6. Le droit d'être entendu implique que l'autorité préfectorale, avant de prendre à l'encontre d'un étranger une décision portant obligation de quitter le territoire français, mette l'intéressé à même de présenter ses observations écrites et lui permette, sur sa demande, de faire valoir des observations orales, de telle sorte qu'il puisse faire connaître, de manière utile et effective, son point de vue sur la mesure envisagée avant qu'elle n'intervienne. Toutefois, dans le cas où la décision faisant obligation de quitter le territoire français est prise concomitamment au refus de délivrance d'un titre de séjour, l'obligation de quitter le territoire français découle nécessairement du refus de titre de séjour. Le droit d'être entendu n'implique alors pas que l'administration ait l'obligation de mettre l'intéressé à même de présenter ses observations de façon spécifique sur la décision l'obligeant à quitter le territoire français, dès lors qu'il a pu être entendu avant que n'intervienne la décision refusant de lui délivrer un titre de séjour. En l'espèce, l'obligation de quitter le territoire est intervenue à la suite d'un refus de titre de séjour au titre de l'asile, le moyen tiré de la méconnaissance de l'article 41 de la charte des droits fondamentaux doit donc être écarté comme étant inopérant.

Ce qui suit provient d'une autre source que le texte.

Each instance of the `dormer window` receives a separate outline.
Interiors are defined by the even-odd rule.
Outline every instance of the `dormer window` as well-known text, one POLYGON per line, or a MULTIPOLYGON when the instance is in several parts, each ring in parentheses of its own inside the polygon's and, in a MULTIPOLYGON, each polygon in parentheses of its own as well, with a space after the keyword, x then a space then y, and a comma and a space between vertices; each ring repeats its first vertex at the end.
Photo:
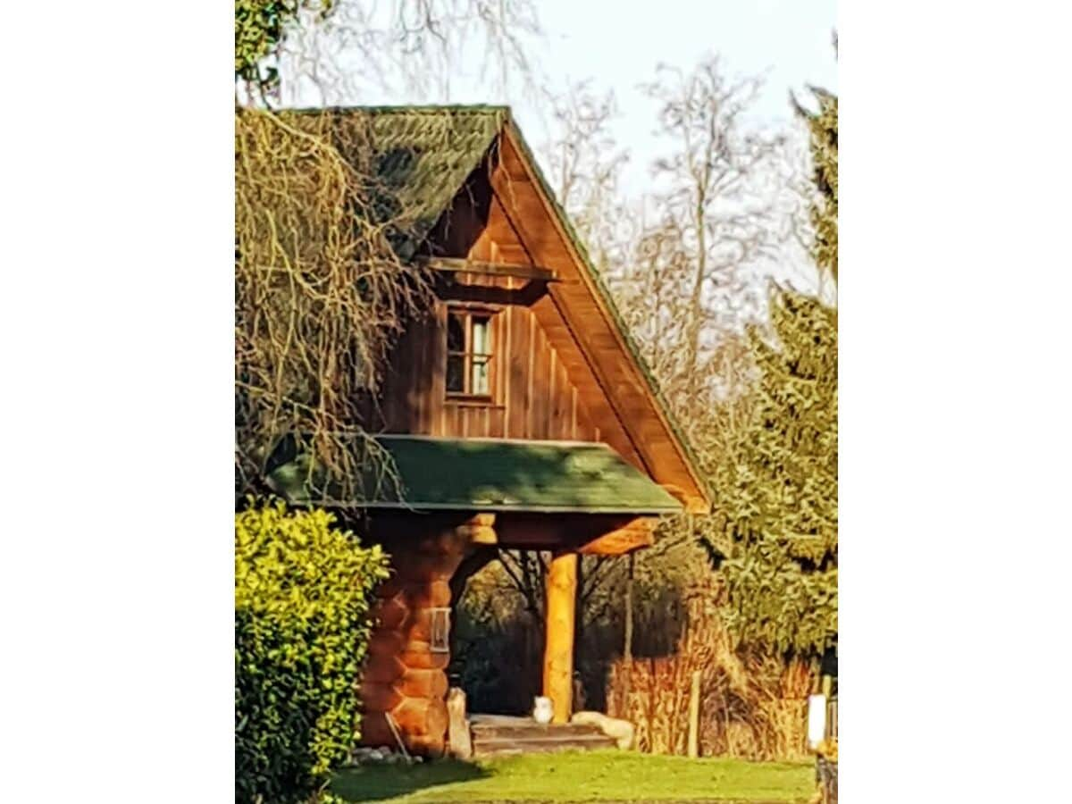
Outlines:
POLYGON ((447 309, 447 396, 491 399, 489 310, 447 309))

7. En second lieu, si le requérant soutient que la décision méconnaît les stipulations de l'article 8 de la convention européenne de sauvegarde des droits de l'homme et des libertés fondamentales en ce qu'il y a une atteinte disproportionnée à sa vie privée, il n'explique pas en quoi les conséquences de la décision porteraient une telle atteinte. Le moyen doit donc être écarté comme étant dénué de précision suffisante.
En ce concerne le pays de renvoi :
8. Aux termes de l'article 3 de la convention européenne de sauvegarde des droits de l'homme et des libertés fondamentales : " " Nul ne peut être soumis à la torture ni à des peines ou traitements inhumains ou dégradants. ".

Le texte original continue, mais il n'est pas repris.